[PATCH] riscv: Work to remove kernel dependence on the M-extension
Michael T. Kloos
michael at michaelkloos.com
Thu Mar 10 20:54:24 PST 2022
Well at least I can take some satisfaction in that it seems that on my
2nd patch sent to the Linux kernel, I got it right the first time. No
one has complained about problems with the code itself, just that they
don't want the feature. I have also received no errors back from the
build bot.
For now, I will try to maintain this port on my own. Thank you for the
consideration Palmer.
Michael
On Thu, 2022-03-10 at 20:29 -0800, Palmer Dabbelt wrote:
> On Thu, 10 Mar 2022 05:37:27 PST (-0800), Michael at MichaelKloos.com wrote:
> > Is there something I can do that would help alleviate your concerns or
> > apprehension?
>
> IMO this is one of those cases where having hardware is required.
>
> I can understand the goal of providing a Linux port for the minimal
> RISC-V compatible system, but IIUC the minimal RISC-V compatible system
> is any object associated with a member of the RISC-V foundation that
> said member attests is a RISC-V system. There's really no way to
> implement Linux on all such systems so we have to set the bar somewhere,
> and bar is generally set at "more time will be spent using this than
> maintaining it". Systems without M have generally not met that bar, and
> I don't see anything changing now.
>
> If you have users then I'm happy to reconsider, the goal here is to make
> real systems work. That said: we've already got enough trouble trying
> to make actual shipping hardware function correctly, we're all going to
> lose our minds trying to chase around everything that could in theory be
> a RISC-V system but doesn't actually exist.
>
> >
> > On 3/10/2022 8:22 AM, Michael T. Kloos wrote:
> >
> > > Some other thoughts:
> > > It sounds like I am not the first person to want this feature and I
> > > probably won't be the last. I created the change for my own reasons, the
> > > same as any other contributor. I think we all know that I can not pull
> > > out some chart and say, "This many people want this and here is why." I
> > > live in central Ohio and have been doing this as a hobby. I don't even
> > > know anyone else who knows about systems and operating system development.

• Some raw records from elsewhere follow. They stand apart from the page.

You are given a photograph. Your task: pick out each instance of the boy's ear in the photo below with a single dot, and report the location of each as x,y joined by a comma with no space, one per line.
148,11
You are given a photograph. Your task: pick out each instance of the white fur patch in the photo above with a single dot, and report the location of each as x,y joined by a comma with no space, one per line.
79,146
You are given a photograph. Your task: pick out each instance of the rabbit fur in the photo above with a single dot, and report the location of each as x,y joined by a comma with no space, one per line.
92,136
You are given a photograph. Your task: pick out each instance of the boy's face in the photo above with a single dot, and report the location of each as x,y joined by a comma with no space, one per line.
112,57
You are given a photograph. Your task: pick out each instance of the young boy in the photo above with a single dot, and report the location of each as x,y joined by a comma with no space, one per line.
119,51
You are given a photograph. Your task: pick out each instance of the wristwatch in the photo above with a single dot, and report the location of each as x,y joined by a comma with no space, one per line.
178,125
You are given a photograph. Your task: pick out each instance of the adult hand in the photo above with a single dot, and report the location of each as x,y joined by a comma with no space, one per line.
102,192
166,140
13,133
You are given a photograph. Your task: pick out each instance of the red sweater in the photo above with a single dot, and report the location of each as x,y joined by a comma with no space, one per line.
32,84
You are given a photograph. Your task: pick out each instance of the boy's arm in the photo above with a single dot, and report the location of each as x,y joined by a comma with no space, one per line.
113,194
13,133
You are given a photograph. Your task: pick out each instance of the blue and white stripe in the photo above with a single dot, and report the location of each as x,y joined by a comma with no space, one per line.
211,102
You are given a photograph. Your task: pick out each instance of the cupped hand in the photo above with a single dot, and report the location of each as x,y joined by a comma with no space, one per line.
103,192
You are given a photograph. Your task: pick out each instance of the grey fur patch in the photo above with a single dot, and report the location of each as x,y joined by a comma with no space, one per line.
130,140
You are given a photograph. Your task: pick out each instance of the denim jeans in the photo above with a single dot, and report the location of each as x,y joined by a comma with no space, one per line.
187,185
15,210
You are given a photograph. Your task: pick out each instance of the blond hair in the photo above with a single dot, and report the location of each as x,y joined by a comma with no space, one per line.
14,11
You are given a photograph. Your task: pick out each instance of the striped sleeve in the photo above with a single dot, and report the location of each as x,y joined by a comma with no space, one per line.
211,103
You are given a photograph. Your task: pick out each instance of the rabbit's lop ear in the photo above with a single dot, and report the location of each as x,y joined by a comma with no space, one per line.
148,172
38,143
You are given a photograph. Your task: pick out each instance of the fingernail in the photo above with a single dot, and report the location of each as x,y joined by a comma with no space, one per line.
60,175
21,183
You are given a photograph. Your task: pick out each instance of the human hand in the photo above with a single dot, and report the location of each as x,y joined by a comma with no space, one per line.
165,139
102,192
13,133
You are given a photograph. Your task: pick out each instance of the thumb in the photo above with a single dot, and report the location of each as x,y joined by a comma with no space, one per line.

> > > If the justification that you are looking for is that I as some
> > > hypothetical developer at a major tech company is about to release a new
> > > RISC-V chip without M support but we want it to run Linux, I can not
> > > provide that answer. It sounds a bit like some software or hardware,
> > > chicken or the egg anyway. Trying to maintain my own fork if people
> > > start contributing patches with incompatible assembly scares me.